About Erich

My name is Erich Campbell, and you’re probably here because I write profusely for industry magazines and blogs, because I’ve won some awards for my work, or because you’ve seen me carrying on about embroidery on a live stream. I’ve digitized and designed machine embroidery full-time since just before 2000, doing so from 2004 to early 2017 doing so for Albuquerque, New Mexico’s  Black Duck Embroidery and Screen Printing as well as creating and managing their e-commerce solutions and handling myriad IT challenges. Now, I help create software products for every embroiderer at Embrilliance and educate those products’ users, while remaining empowered to educate the industry, no matter what tools they use, making it easier for every embroiderer and digitizer to do better work and express themselves through our medium.

Erich Campbell at an embroidery machine
Picture of Erich Campbell, Embroidery Digitizer and Educator

Aside from my weekly live stream, The Takeup, I educate as a monthly columnist for the UK’s Images Magazine, and contribute to both GraphicsPro and Impressions Magazines on occasion. I’ve been a monthly columnist in Printwear Magazine (archived here), but I’ve been writing about the industry for a very long time before the magazines.  I started with the On Links and Needles blog for Stitches Magazine, writing for many years before they became Wearables Magazine. I covered everything from the obvious digitizing and embroidery techniques to e-commerce practices, to integrating technology into your day, and veered off into the quantified life, motivation, marketing, and self-help when the mood strikes me. I was also a frequent contributor to Stitches Magazine, including my role as one of the authors of their award-winning Ask an Expert column.

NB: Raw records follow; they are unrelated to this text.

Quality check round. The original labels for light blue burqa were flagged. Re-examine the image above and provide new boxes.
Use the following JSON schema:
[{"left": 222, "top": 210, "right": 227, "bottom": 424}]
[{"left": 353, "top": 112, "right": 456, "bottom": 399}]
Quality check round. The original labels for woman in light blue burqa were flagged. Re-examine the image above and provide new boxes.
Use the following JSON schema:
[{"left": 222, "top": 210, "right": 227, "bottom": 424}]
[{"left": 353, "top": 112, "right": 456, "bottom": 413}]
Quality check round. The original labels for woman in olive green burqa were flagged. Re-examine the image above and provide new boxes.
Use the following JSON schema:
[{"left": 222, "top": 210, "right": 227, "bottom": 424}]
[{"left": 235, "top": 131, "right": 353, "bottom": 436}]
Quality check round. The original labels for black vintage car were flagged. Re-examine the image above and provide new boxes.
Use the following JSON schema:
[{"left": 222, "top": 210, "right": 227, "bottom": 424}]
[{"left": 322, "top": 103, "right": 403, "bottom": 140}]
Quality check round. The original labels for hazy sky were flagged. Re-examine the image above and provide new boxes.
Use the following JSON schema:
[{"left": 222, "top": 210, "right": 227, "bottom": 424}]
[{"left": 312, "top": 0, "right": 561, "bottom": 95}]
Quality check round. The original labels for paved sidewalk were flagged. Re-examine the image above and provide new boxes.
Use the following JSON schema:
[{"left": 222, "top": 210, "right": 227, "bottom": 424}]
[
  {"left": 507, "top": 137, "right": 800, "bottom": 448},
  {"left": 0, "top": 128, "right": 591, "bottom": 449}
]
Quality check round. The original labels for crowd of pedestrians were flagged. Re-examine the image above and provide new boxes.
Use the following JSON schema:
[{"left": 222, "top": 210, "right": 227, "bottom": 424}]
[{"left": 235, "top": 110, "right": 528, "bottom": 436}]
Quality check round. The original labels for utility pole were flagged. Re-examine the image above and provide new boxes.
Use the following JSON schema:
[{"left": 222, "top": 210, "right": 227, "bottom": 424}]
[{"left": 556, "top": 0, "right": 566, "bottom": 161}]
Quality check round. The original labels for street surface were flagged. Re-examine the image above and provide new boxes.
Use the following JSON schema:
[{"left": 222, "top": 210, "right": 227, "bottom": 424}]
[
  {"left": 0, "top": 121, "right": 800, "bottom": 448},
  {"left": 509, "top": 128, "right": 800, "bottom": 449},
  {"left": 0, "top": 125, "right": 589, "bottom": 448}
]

I also wrote a feature column for MrXStitch.com, the art and craft-focused site from the immensely talented Jamie ‘Mr X Stitch’ Chalmers. It is entitled ‘Ghost in the (Embroidery) Machine‘ wherein I exposed a more varied readership of artists, crafters, craftivists, and fiber-workers and stitch-lovers of all stripes to the inner workings of machine embroidery and digitizing.

As of 2017, I began teaching live at trade shows; you may have seen me at the Midwest’s own fantastic Decorated Apparel Expo (lovingly known as DAX) shows as well as at multiple industry-leading ISS Shows (now Impressions Expo) yearly, giving my own take on digitizing for embroidery, how to edit designs, and much more. I continue to submit topics as requested with the full intention to keep teaching embroidery, apparel decoration, and the business that surrounds the craft.

If you’ve made it this far, you are probably wondering if I do or have done anything that’s not embroidery-adjacent. Here’s the quick facts- Even while I was first learning my craft, I was busy securing a degree from the University of New Mexico in English, however, my primary focus was in Medieval Studies. Imagine me translating bits of Beowulf from a regularized Old English edition, and you are close to the mark. My primary interest, however, was always early Medieval Scandinavia. My love for Icelandic Sagas and Mythological poetry translated to a summer in Iceland that still informs my artistic sensibilities to this day.

I have variously been a writer of poetry (still am on occasion), a player of folk music (Appalachian or Mountain Dulcimer, though I’m rusty of late), and I am an avid reader of nearly all genres, with a daily habit that ranges from all manner of fiction and poetry to non-fiction and scientific studies. I am a lover of technology, and as the ad-hoc IT staff at every company at which I’ve been employed until this one, I’m equally comfortable building a network as threading up a multi-head machine.

If I had to boil it all down to one ideal, it’s that whether we choose ink , words, or thread, I feel that we all have the need to express ourselves, to see the world through others’ expressions of themselves, and to attempt mutual understanding through the conversations that drive creates. I love what I do, for I get to be a vehicle of a very personal form expression through decorating apparel- and in writing about that, I am able to start conversations that further this all-important need for myself and my readers.